He specializes in helping teachers maintain relevance and learn new technologies that strengthen and develop their teaching in step with the tech-saturated world of their students. Sean has a passion for staying current and using social media to empower his students to become engaged and independent learners. In that spirit, Sean created several online learning networks on the Ning platform that are focused on science for both teachers and students, which have received national attention and become quite successful. Welcome, Sean.

SEAN NASH: Thank you.

MIKO: I'm glad you could join us today. So you have a rich background in science education and an interesting story to tell. Can we first begin by describing for everyone what is a Ning platform?

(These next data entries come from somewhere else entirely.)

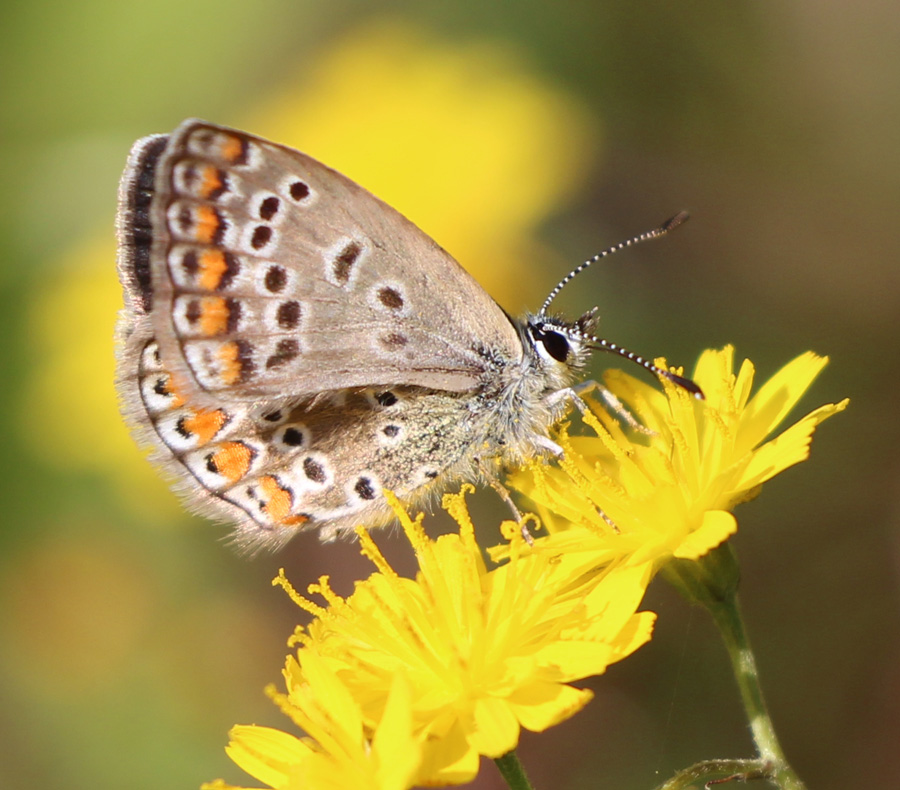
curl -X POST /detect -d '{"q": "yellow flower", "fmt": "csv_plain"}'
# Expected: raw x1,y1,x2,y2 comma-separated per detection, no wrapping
221,494,654,788
204,651,422,790
510,347,848,568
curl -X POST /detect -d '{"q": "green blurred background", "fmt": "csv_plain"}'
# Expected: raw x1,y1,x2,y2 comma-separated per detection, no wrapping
0,0,900,790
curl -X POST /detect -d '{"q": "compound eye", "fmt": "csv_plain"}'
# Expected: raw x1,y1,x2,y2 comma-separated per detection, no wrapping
535,331,571,362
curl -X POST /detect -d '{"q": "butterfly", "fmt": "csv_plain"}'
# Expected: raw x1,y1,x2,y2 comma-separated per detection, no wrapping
117,120,700,551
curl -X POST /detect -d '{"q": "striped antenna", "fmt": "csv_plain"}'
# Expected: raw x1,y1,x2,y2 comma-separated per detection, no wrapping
538,211,690,320
584,335,705,400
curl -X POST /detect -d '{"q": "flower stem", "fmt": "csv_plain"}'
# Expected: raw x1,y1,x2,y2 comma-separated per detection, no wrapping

NASH: Yes, sure. Ning is actually one of several platforms that really facilitate the building of online networks. These are places that allow for both synchronous and asynchronous communication between the members. So in other words, there's the ability to have a real time chat as well as the ability to respond to ongoing discussions and debates sort of at your own time and at your own pace when you can get to it. So these networks are also the kinds of things that are really potentially valuable aggregators of content resources. So the members of our networks tend to bring in content of all sorts that's been valuable to them as a teacher, and so that content can be in the form of articles or hyperlinks, images, video, information about upcoming events, and so on. So they bring it back to the network and they tag those things, they're archived, and then that makes them searchable far into the future.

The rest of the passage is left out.